社内浸透の施策を考える場合、多くの企業では「手段」から考えることが多い。「どのような研修を行うべきか」「理解度が高まる社内報のコンテンツは何か」などの議論だ。

これらの活動が悪いわけではないのだが、目的・目標の議論を深める前に手段の議論からしてしまうと、それ自体の達成を目的にすり替えてしまい、活動が形骸化しやすい。これでは本質的なゴールを見失い、期待する成果を得られない可能性が高くなる。

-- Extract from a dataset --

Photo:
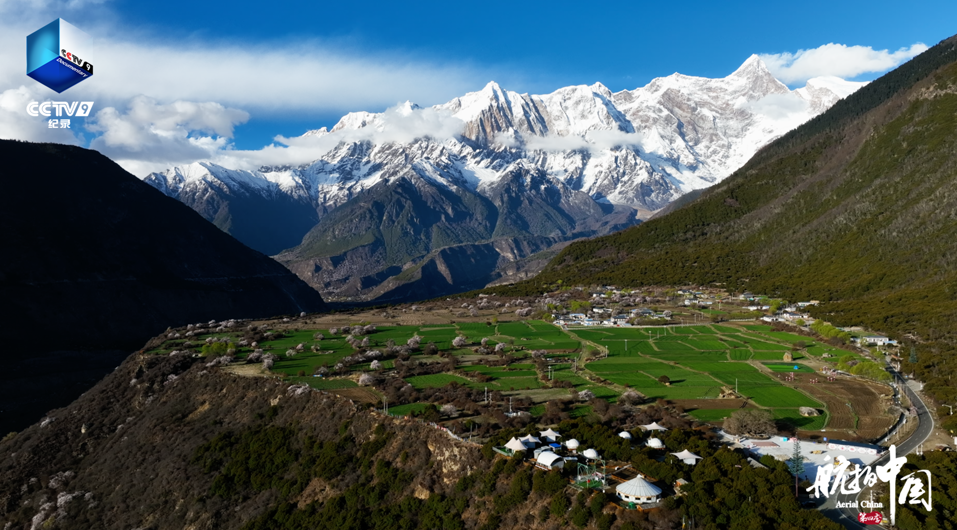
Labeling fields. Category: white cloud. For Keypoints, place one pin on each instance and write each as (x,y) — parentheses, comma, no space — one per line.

■社内浸透は富士フイルムビジネスイノベーションに学べ

手段の目的化を解消する手法の一つに「ロードマップ策定」がある。本来的な目的である従業員の行動変容にフォーカスした全体設計としてロードマップがあると、目的・目標を見失うことなく、具体的な施策まで見通しが立てやすくなる。

では、この行動変容設計におけるロードマップで良い事例を紹介したい。紹介する富士フイルムビジネスイノベーションの事例は、大手企業や上場企業を中心に参考になる例となるだろう。

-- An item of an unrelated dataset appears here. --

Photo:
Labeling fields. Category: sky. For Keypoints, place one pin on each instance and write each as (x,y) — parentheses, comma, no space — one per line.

富士フイルムビジネスイノベーションは行動変容を目指したロードマップを作成した。出所:『サステナビリティ戦略の実装(P149)』

行動変容を目指したステップをロードマップ化して解像度を上げているこの事例では、社内浸透のステップごとに定義を作り、取り組みを明確にしている。特に参考にすべきは、行動変容の前段階と後段階の具体的イメージをまとめている点だ。

社内浸透はKPI特定が難しいとされるが、この前と後の変化自体がKPIとなりうる。サステナビリティにおいて、成果・効果(インパクト評価)は変化が起点になる。そのためこの事例のように「行動の変化幅の定量化」が、KPIとその測定方法となるのである。

サステナビリティにおける社内浸透施策は、このロードマップをいかに具体的に、明確に策定できるかで、解像度が大きく変わる。解像度が高められれば、手段の目的化も起きにくく、成果の最大化も期待できる。目的・目標・手段を整理しロードマップを作成することが、社内浸透施策を大きく動かしてくれるだろう。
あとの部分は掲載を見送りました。